The CO2 sequestered in these Azolla sedimentary layers precipitated the dramatic fall in atmospheric CO2 that led to cooling temperatures globally and a shift toward today’s “icehouse” climate. As further changes, such as mountain uplift and changes in ocean currents, further reduced CO2 levels in the atmosphere, temperatures continued to fall, particularly around the poles, eventually giving rise to current icehouse conditions with interglacial and glacial cycles.
A Perfect Marriage
But how did such a tiny plant trigger such monumental changes in global environments? The answer lies in a unique symbiosis and co-evolution.
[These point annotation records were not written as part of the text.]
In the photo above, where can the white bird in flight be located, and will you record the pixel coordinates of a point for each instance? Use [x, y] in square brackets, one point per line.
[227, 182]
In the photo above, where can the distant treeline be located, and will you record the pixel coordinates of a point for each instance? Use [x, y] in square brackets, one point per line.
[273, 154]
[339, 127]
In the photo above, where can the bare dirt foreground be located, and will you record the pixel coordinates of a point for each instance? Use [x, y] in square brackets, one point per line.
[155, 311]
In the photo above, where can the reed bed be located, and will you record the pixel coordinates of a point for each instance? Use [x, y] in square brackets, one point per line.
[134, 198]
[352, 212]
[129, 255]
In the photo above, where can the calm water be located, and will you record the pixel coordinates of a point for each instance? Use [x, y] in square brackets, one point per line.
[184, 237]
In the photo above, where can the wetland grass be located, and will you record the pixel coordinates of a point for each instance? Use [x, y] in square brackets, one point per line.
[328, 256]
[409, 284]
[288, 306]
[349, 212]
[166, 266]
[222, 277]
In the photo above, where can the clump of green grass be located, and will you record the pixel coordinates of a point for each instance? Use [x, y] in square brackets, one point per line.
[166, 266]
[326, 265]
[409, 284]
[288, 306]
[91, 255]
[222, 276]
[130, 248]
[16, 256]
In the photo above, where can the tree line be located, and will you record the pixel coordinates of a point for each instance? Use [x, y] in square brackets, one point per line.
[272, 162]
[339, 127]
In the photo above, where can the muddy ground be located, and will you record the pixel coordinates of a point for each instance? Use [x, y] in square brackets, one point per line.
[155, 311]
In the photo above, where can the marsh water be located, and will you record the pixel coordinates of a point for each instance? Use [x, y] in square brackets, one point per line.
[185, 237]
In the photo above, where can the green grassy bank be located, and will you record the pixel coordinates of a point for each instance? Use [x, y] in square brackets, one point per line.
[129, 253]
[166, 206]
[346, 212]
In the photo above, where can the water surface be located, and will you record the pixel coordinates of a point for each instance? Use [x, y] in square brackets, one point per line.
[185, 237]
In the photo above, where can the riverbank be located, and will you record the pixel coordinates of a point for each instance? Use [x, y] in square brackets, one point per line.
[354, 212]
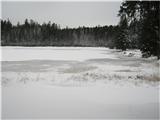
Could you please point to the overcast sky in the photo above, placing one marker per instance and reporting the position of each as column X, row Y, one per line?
column 71, row 14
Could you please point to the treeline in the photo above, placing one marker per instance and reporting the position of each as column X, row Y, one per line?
column 50, row 34
column 139, row 22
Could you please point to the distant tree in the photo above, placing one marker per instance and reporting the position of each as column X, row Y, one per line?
column 145, row 16
column 122, row 41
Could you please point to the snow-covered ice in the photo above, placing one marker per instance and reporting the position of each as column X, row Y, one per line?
column 75, row 82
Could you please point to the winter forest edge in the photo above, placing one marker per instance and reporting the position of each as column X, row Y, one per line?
column 138, row 28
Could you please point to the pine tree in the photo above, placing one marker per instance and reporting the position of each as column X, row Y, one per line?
column 122, row 38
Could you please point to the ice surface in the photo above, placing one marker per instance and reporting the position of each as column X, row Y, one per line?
column 98, row 83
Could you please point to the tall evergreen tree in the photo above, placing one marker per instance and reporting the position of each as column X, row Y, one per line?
column 122, row 38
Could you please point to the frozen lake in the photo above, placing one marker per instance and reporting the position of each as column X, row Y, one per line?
column 76, row 82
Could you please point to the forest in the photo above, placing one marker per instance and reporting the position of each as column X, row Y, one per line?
column 138, row 28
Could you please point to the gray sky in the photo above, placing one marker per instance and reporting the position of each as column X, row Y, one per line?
column 71, row 14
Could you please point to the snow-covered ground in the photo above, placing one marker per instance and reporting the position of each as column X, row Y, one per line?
column 75, row 82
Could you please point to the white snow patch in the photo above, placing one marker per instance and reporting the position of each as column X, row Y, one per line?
column 55, row 53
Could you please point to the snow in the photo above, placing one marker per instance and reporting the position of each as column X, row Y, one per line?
column 78, row 83
column 56, row 53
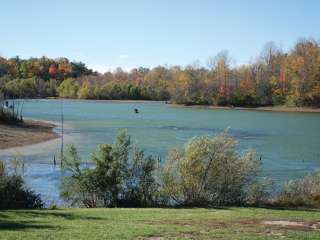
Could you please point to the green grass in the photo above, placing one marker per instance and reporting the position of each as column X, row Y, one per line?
column 88, row 224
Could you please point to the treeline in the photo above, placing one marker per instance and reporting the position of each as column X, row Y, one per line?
column 275, row 77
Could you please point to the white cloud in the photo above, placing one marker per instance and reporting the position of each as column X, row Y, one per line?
column 123, row 56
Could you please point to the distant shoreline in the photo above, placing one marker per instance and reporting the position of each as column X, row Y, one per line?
column 29, row 133
column 265, row 109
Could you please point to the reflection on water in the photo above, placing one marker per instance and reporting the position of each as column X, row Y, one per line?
column 288, row 142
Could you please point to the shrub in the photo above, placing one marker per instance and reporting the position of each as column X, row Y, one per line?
column 122, row 176
column 209, row 172
column 14, row 194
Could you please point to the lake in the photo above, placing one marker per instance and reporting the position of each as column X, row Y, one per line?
column 289, row 143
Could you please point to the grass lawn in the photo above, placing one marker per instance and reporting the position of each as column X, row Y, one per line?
column 157, row 224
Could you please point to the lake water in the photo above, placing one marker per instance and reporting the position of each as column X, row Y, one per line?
column 288, row 142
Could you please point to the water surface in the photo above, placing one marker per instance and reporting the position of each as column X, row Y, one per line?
column 288, row 142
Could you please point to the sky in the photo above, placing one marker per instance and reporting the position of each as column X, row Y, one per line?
column 106, row 34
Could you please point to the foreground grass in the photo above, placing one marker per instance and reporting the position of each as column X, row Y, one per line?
column 155, row 224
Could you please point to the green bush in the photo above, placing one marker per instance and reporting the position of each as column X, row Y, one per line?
column 14, row 194
column 207, row 171
column 122, row 176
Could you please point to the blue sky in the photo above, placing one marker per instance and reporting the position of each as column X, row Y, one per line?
column 130, row 33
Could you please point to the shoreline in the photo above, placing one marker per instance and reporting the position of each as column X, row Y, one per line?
column 263, row 109
column 29, row 133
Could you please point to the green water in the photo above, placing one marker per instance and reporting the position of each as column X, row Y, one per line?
column 288, row 142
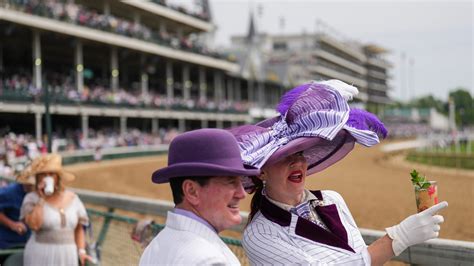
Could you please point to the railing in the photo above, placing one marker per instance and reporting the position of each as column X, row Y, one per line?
column 82, row 156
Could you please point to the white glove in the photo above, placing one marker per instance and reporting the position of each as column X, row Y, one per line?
column 416, row 229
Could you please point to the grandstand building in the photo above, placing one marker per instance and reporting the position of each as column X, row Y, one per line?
column 296, row 58
column 118, row 64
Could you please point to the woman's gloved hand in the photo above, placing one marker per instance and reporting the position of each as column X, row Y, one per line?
column 416, row 228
Azolla was able to accomplish this because of its symbiosis with the cyanobacterium Anabaena. Azolla’s leaf vacuoles provide an ideal home for Anabaena, which draws down atmospheric nitrogen. This fertilizes Azolla, making it one of the fastest growing plants on the planet, doubling its biomass every two to three days even though its only requirements are air, light, freshwater, and small quantities of nutrients. Azolla–Anabaena is the only known symbiosis in which the cyanobacterial partner is maintained throughout the plant’s reproductive cycle, resulting in their co-evolution and the extreme efficiency of the Azolla–Anabaena superorganism. This amazing plant, the Azolla–Anabaena symbiosis, and its effect on CO2 and climate, is presented in detail in previously published articles in GEO ExPro Vol. 4, No. 4 (2007) and Geoscientist (June 2014).
About the Authors
Dr. Jonathan Bujak has more than 40 years experience studying modern and fossil pollen, spores, and dinoflagellates (palynomorphs) within a geological, oceanographic, and climatic context. He has studied hundreds of wells and sections from the northeast Atlantic region and is the designated expert for North Sea and Faroe-Shetland equity disputes. Dr. Bujak was involved with the only two expeditions to core sediments beneath the North Pole – the 1979 shallow Lomonosov Ridge Expedition (LOREX) and the 2004 Arctic Coring Expedition (ACEX), which discovered the Eocene ‘Arctic Azolla Event.’
His work is widely featured in geoscience publications, television, and radio, including Nature (2006), GEO ExPro Magazine (2007, 2013), and Geoscientist Magazine (2014), as well as BBC Radio 4’s ‘Inside Science’ and Washington’s ‘Climate Science,’ which was reprinted in Scientific American.
He co-founded the Azolla Foundation in 2011 with his daughter Alexandra.
Alexandra Bujak is an environmental scientist specializing in modern Azolla’s multiple uses. Alexandra earned an Honors B.Sc. degree in Environmental Science from Manchester University where she conducted experiments to maximize Azolla‘s CO2 sequestration. She co-founded the Azolla Foundation with her father in 2011. Alexandra is co-author to the June 2014 article “The Artic Azolla Event” published in the Geological Society of London’s Geoscientist Online and is co-author of the forthcoming book The Azolla Story with Jonathan, to be published in 2016.